Sunday, February 15, 2015

Guest post from Laura Landau! Romeo and Juliet at City Ballet


Romeo and Juliet: Shakespeare's classic tale of star-crossed lovers.  A beautifully tragic story for all of New York's cynical romantics on Valentine's day weekend.  I've always loved Prokofiev's Romeo and Juliet score and have seen and enjoyed multiple performances with MacMillen's choreography, so I was excited to see how City Ballet's would compare.  Unfortunately, the performance didn't live up to my Romeo and Juliet expectations. 
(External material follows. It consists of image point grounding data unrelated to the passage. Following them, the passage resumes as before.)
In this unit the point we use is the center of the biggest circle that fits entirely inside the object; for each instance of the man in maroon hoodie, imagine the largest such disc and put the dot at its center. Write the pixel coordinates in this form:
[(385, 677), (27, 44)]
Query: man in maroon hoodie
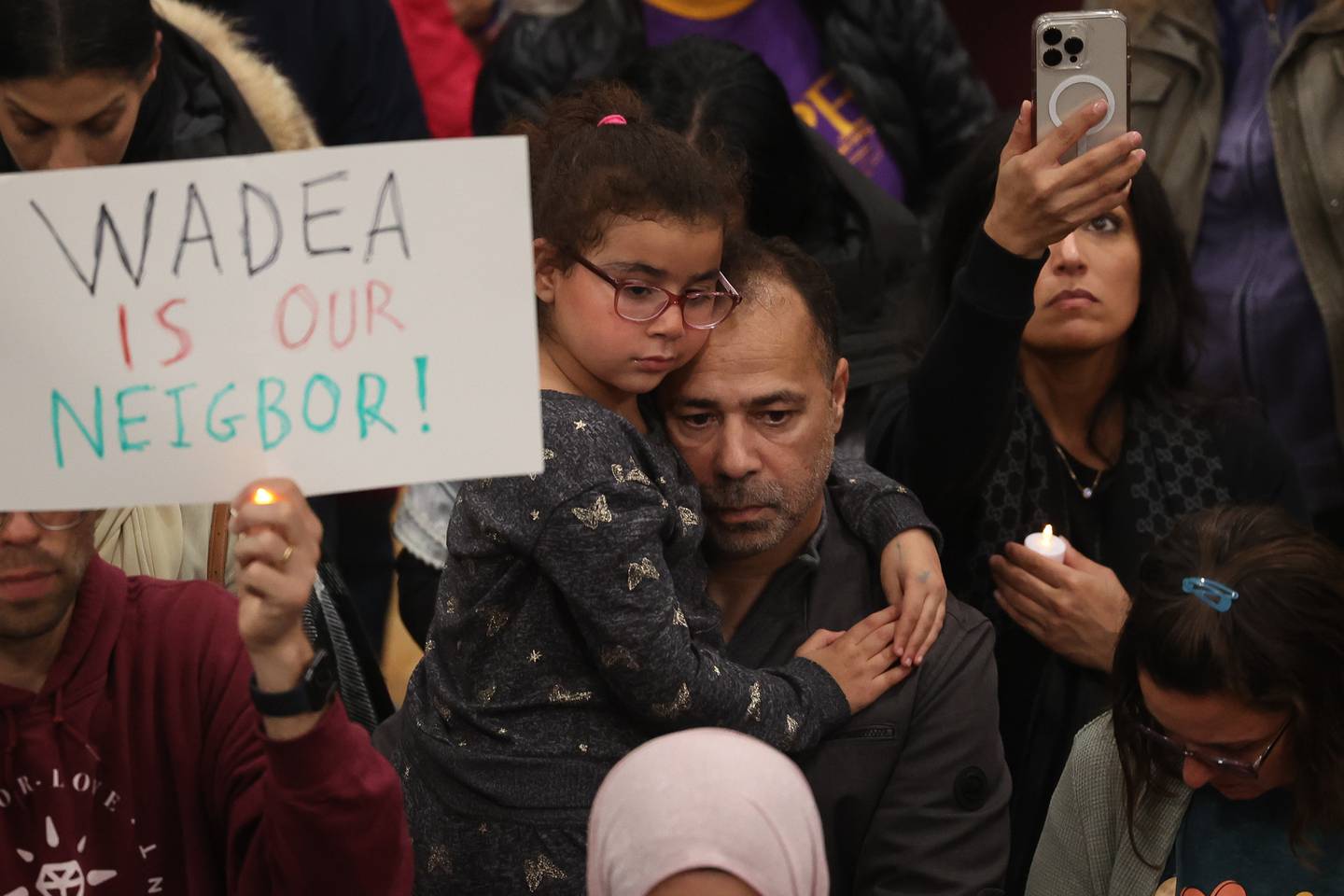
[(168, 737)]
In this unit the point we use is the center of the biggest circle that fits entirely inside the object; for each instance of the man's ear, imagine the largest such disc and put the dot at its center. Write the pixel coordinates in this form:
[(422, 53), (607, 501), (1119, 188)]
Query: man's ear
[(546, 263), (840, 390)]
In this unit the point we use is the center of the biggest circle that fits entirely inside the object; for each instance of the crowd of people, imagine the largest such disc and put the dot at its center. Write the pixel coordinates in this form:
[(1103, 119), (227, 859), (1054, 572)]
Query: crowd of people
[(821, 339)]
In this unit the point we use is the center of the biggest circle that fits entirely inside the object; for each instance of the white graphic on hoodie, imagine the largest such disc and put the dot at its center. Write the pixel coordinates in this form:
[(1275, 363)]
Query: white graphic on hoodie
[(61, 879)]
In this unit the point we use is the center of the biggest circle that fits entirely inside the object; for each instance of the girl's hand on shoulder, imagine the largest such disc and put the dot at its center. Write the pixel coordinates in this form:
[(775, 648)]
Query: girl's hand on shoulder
[(912, 578), (861, 660), (1038, 202), (1075, 608)]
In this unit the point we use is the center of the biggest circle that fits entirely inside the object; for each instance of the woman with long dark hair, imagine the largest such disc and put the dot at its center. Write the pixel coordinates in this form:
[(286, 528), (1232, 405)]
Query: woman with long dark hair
[(1054, 394), (104, 82), (1218, 768)]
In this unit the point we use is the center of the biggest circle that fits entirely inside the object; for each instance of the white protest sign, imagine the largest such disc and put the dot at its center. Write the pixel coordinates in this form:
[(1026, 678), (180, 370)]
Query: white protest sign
[(350, 317)]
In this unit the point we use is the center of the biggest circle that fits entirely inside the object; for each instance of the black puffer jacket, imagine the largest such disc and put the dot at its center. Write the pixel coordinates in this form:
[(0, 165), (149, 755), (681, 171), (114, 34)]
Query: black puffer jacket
[(903, 62)]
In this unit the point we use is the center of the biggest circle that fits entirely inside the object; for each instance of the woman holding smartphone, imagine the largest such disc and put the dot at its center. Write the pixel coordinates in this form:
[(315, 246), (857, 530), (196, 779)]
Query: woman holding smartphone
[(1054, 394)]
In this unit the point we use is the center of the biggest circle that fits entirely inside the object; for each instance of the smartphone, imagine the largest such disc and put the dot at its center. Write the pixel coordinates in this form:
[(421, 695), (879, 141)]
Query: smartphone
[(1080, 58)]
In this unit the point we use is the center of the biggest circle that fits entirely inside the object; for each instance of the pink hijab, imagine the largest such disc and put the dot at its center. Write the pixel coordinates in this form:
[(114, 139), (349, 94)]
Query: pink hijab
[(706, 798)]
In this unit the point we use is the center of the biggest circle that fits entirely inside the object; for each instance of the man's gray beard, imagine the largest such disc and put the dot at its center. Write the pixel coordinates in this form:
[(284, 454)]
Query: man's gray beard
[(55, 608)]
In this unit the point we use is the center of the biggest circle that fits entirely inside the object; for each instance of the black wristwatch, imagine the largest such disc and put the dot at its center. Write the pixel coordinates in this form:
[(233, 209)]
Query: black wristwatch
[(312, 693)]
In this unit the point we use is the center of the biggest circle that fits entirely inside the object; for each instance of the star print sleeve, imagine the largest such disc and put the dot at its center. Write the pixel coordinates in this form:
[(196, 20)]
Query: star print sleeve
[(875, 507), (604, 550)]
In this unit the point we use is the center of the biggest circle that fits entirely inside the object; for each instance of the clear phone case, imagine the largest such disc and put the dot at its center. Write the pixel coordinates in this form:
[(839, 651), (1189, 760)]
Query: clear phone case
[(1080, 58)]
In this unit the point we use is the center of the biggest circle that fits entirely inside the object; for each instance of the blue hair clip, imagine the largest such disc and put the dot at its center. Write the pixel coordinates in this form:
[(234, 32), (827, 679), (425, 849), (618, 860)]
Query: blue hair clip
[(1211, 592)]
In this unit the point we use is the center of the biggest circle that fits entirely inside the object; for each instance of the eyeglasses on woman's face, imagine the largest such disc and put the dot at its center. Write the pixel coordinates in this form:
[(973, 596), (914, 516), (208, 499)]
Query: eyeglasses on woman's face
[(1178, 752), (640, 302)]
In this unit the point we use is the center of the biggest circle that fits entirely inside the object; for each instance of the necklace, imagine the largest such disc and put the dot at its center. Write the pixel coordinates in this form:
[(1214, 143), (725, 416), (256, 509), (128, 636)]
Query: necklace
[(1086, 491)]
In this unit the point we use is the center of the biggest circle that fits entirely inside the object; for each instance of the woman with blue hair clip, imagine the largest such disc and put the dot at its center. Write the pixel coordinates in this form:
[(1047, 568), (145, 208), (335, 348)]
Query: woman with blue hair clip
[(1218, 768)]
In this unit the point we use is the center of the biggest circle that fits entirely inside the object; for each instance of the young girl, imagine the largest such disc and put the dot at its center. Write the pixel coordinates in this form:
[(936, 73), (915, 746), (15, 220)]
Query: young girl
[(573, 623)]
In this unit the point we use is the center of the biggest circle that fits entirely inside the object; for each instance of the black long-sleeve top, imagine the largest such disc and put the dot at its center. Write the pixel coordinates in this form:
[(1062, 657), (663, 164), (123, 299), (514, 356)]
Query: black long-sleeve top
[(946, 434)]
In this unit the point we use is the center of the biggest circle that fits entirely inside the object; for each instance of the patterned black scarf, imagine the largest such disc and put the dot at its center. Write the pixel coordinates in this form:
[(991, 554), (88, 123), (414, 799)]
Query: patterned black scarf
[(1169, 461)]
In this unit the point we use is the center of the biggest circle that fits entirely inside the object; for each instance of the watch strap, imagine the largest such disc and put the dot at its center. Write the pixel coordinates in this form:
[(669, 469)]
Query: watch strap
[(314, 692)]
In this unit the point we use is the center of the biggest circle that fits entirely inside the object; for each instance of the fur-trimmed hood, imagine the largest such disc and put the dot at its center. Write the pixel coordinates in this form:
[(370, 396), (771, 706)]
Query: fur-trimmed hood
[(266, 91)]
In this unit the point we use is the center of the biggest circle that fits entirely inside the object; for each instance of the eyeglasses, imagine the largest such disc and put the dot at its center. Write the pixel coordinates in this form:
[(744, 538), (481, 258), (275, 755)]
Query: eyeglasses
[(49, 520), (637, 301), (1239, 767)]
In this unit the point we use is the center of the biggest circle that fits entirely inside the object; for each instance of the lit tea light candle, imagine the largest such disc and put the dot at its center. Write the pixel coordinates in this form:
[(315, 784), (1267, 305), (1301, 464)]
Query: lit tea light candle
[(1047, 544)]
The choreography was over-dramatic and didn't fully fill the music, and the staging felt either empty or overcrowded, depending on the scene.  The one set piece impressively transformed from Juliet's bedroom to the balcony to the monastery and finally the Capulet's tomb, but was bulky and distracting.  The balcony scene, always a favorite, didn't have the expressive passionate quality of MacMillen's and didn't take advantage of the building romance in the music.  At the end of the performance, I felt neither moved nor saddened by the families discovering their dead children in the tomb.

Despite this harsh critique, I actually quite enjoyed the performance.  Sterling Hyltin made the most perfect Juliet: tiny and vulnerable, making the most complicated lifts appear effortless.  Her acting pulled me in and she was completely believable as a young girl struggling against her parent's demands and her new-found sexuality.  Robbie Fairchild was unimpressive, but Daniel Ulbricht was an outstanding Mercutio, tackling many jumps and a dramatic death scene.

Overall, while it wasn't the best Romeo and Juliet I've seen, I'm glad I went.  The music alone would have been worth it.  And I love a good tragedy on Valentine's day.